The big one that didn't get away.  
http://floridasurffishing.com/cgi-bin/floridasurffishing/noteboards/gowge.cgi?read=60152#60152


----------



## Duke of Fluke (May 22, 2002)

Yep.

80 pounders are pretty common in the DE bay although most are caught on the DE side rather than Jersey, but they are caught on both sides. In recent years they are becoming more common in the surf and Coastal bays as well. I believe the big one was actually caught up around Egg harbor. There were several large ones caught up around LBI last year.


----------



## Eric G (Nov 15, 2000)

Yep2 - caught in Great Bay. Don't know either from shore or boat. NJ Fish & wildlife processing the paper work. 107lb


----------



## davehunt (Mar 27, 2003)

This must be a good year for NJ State records, (and World Record for that matter).

I picked up the May 15 issue of The Fisherman, NJ Delaware Bay issue on Friday. There is an article on a Tilefish trip aboard the Ugly Mug out of Cape May.

Three of the fish caught on the trip topped the NJ Record and the largest, 51 lbs 2 oz, has been submitted for a world record!

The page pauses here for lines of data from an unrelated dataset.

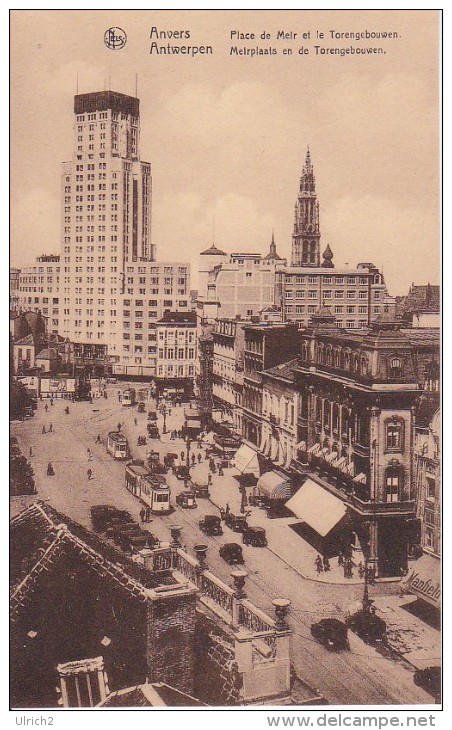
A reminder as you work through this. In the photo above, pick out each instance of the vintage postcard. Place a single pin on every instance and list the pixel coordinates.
(225, 440)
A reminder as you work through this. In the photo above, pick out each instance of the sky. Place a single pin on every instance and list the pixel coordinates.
(227, 135)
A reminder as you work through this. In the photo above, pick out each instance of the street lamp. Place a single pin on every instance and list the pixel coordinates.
(164, 411)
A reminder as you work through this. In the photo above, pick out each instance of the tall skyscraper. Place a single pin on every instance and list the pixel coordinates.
(306, 231)
(111, 289)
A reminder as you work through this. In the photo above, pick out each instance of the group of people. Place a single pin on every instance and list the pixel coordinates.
(322, 564)
(145, 514)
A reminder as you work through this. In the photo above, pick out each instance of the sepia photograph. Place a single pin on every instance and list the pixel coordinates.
(224, 360)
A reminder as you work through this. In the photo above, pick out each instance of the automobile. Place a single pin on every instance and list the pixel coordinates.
(255, 536)
(430, 680)
(211, 525)
(187, 500)
(332, 633)
(368, 626)
(103, 514)
(153, 431)
(237, 523)
(169, 459)
(182, 472)
(232, 553)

Hope this is a good omen. I'm not superstitious, but the way this spring has gone so far, a little help from fate would be greatly appreciated.


----------



## tommsu1 (Jan 17, 2002)

That drumwas actually weighed in at the new dolphin in seaside park NJ, to check out his web site go to newdolphinbt.com, and by the way i think it was either yesterday's report or the day before two drums were weighed in from the DE bay one was if i remember correctly 88lbs and the other was i believe 60 something pounds these are gigantic fish, did you also hear about the doormat fluke that came out of ibsp 14lbs and 10 oz


----------